Her father, Ron, is a restless athlete in his own right. He played basketball and football in high school, and still entertains himself with golf—“all the time now,” she says, exasperated.
“He basically taught me most of what I know,” she says. “If I had a bad game, he would take me out in the back yard and show me what I did wrong. And he always gave me books to read, stuff like that.”
And still, Holsey thrills coaches and observers when she plays within her instincts. Delaney-Smith gives her high marks for reacting to defenses—“rather than react[ing] to a pattern,” she says—and finding open teammates with graceful looks. The coach has said that she believes Holsey’s time at point guard, where taking orders and following set patterns is the norm, “distracts from her natural game.”
And then there’s Holsey’s athleticism. It manifests itself in a slithery move to the basket; an elegant dish to the outside; an effortless jump shot that she hits with startling regularity.
“She’s just smooth, with God-given speed off that first step that just scares people,” Sidwell Friends coach Ann Reninger told The Washington Post in 2002. Holsey was 17 at the time.
“When you have a great first step, you are great,” Reninger added. “You don’t teach that, you don’t learn it, you just perfect it.”
Holsey was already attracting attention in the Washington metro area as early as 1999, when as a 14-year-old she scored 18 points in an ISL championship win against Bullis High School in her hometown of Potomac, Md.
She had played basketball since second grade. But for Holsey, who enjoyed testing her mettle in all kinds of sports while growing up with the neighborhood boys—“baseball, tackle football, basketball,” she says—hoops remained a second thought.
“If you’d asked me when I was younger what I would do,” Holsey says, “I probably would have said I’d play soccer.”
But there was little denying her early basketball talent. In one of her first junior recreational YMCA games for an otherwise all-boy team, she scored four points—“huge, for like a second grade game,” she laughs.
Her coach was infuriated.
“What took you so long to start passing to her?” he asked the squad. “She’s the best player on the team!”
Holsey tells the story with gusto, becoming alternately proud and bashful.
“I just remember that,” she says, smile still glowing. “That’s the only thing I remember.”
* * *
Holsey’s basketball dreams never burned so brightly as they did during her freshman year at Harvard.

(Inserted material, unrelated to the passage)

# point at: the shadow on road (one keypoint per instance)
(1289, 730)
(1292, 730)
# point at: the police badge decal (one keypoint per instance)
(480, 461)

The Crimson was well on its way to a perfect Ivy League season and an NCAA Tournament bid. Holsey was doing her part, averaging 15 minutes per game in early action, and even saw significant floor time in a 79-76 stunner of Syracuse, her first collegiate game. She drained two three-pointers and finished with nine points.
Her season, and her budding career, soon went sour. Against Yale, she dislocated her shoulder, the first of four such instances that would ruin her freshman and sophomore years. It was the first time she had been sidelined by even a minor injury.
“Four dislocations in two years really, really changed her game,” Delaney-Smith says. “She was playing with one arm, she was playing in pain and she was playing in fear because her shoulder kept coming out all the time.”
Luckily for Harvard, Holsey’s injury woes—and the balky brace that epitomized two years in basketball purgatory—have become yesterday’s news.
The team’s 2004-05 run to an Ivy League title was a year of new confidence for the junior guard, who won new legions of adoring fans, not the least of whom were her teammates. At times, she carried the team on her back.
“Her calmness really helps us through intense game situations,” says fellow senior Maureen McCaffery, herself a study in clutch cool—her long-range shooting down the stretch helped defeat Dartmouth in March.
“She is never frantic, always level, and she makes all of us feel the same calmness when we play with her.”
And so the countdown closes in on home tip-off. Not even Holsey knows yet what she has in store for Fairfield, the Crimson’s first visitor to Lavietes Pavilion on Nov. 27.
“I actually have learned that I like to rebound,” Holsey says of her new swing role. “I didn’t know that before this year.”
She smiles. The plot thickens. The best, she knows, is most certainly yet to come.